According to his company’s research, 55% of bitcoins that have been issued to date were active in the third quarter of 2013; 10% of bitcoins haven't been active since 2012. And a substantial 35% haven’t been spent since 2011. It’s this third number that is most likely to consist of lost coins, though they could just be being hoarded. 

“The way this community grew up, this was all run on forums and consisted of enthusiasts checking things out, so if you lost 1000 BTC, it was of no value or very little,” Schvey said. “Now that’s worth millions, but at the time there just may not have been as secure practices as we have today. I imagine a fair amount of early adopters just made mistakes.”

Since only a finite number of bitcoins will ever be mined, Bitcoin is a deflationary currency. Once miners unearth 21 million coins, that’s the total number of bitcoins that could possibly ever exist. But thanks to lost and forgotten wallets, the number will likely be far lower than that.  

Schvey said the finite number of bitcoins will result in rising prices, and consequently, people who have their bitcoins in savings will start to take them out.  

“As they cash out, we’ll see it on the block chain first,” Schvey said. If the supply rises, that could potentially impact Bitcoin’s total valuation. But if not, we can assume a lot of those coins are lost.” 

But Can Lost Bitcoins Be Recovered? 

Whether due to irrecoverable passwords, forgotten wallets from when Bitcoin was worth little, or the death of the bitcoin owner, it’s safe to say there are lots of people besides Howells who’ve lost their bitcoins. The question is whether or not those coins are lost for good. 

“It’s extremely improbable, and effectively impossible [to recover lost coins],” said Schvey. “This is what the security of Bitcoin is actually based on. If you’ve lost your private key, the system is so secure that you may not be able to recover it.”

Not everyone is so skeptical. As the price of Bitcoin continues to surge and the demand for cracking long-forgotten rises, services are popping up to assist people in recovering their wallets. But even these options are limited.  

Wallet Recovery Services stresses that recovery is impossible if you don’t remember an inkling of your password. But, “if you were pretty sure that your passphrase contained words from a sentence from 'The Return of the King', but you've forgotten which page, then we can help.”

There are also tutorials for recovering your bitcoins in the aftermath of a technical difficulty, like if the hard drive you had them on broke down. But unfortunately for people like Howells, tutorials like this one require you to actually be able to locate the drive where the bitcoins are stored. Not to mention, success stories are rare and exuberantly celebrated

Screenshot of a Bitcoin Armory paper backup. Screenshot of a Bitcoin Armory paper backup.

The silver lining is, now that Bitcoins are worth a pretty penny, users and Bitcoin wallet services alike have seriously upped their game. Coinbase, a wallet designed for new adopters, even has a password recovery resource, something unheard of in earlier services. Armory has a more elaborate system where the user prints out multiple pages each containing unique cryptographic hashes. CEO Alan Reiner explains:

You put one in your house, one in your safety deposit box, and give another to a family member to keep at their house. Then, even if your house goes on fire and you lose the first hash, you still have two to recover your wallet with.

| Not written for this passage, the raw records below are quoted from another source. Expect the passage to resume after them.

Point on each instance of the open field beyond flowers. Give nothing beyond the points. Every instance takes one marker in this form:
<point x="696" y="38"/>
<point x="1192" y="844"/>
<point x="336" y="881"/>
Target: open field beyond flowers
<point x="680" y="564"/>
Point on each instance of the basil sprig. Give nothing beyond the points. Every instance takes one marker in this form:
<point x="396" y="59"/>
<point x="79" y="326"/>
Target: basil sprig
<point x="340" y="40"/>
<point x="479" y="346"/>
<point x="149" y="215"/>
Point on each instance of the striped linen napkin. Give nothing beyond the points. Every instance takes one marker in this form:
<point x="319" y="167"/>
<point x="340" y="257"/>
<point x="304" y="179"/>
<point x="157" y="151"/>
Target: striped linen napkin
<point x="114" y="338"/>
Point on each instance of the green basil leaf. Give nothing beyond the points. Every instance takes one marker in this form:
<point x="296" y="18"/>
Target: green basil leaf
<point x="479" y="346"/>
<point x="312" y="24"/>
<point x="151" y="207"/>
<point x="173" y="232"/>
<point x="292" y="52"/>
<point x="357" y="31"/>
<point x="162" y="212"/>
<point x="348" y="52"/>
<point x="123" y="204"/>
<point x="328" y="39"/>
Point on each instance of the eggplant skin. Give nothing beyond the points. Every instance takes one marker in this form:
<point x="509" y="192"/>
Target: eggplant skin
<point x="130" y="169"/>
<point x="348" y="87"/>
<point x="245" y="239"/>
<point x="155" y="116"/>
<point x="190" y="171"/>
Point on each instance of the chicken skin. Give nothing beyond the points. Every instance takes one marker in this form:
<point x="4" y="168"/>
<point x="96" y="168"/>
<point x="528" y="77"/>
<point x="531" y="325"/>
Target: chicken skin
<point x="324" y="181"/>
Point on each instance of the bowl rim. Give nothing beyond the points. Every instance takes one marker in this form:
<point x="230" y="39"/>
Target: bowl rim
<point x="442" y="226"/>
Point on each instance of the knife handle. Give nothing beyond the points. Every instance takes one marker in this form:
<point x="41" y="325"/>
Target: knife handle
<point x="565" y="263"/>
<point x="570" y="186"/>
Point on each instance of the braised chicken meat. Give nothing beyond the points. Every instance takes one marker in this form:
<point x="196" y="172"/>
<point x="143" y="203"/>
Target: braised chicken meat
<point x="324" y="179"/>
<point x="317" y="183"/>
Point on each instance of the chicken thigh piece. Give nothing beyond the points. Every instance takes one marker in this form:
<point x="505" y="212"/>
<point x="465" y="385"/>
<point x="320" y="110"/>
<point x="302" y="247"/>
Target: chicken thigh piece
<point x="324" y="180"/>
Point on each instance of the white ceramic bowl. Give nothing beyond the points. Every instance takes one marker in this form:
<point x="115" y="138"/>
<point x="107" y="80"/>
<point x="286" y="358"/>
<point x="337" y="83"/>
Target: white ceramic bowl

When this reporter downloaded Armory’s software on a Windows computer, it took nearly eight hours for it to sync with the block chain and become usable. It was overkill for my roughly $5 in Bitcoin, but Armory users are willing to take the trouble for much larger fortunes. 

“Presumably the rate of lost coins will go down because people are so much more careful about how it is stored,” said Schvey. “People are investing so much money into mining Bitcoin, they’ll take proper practices.”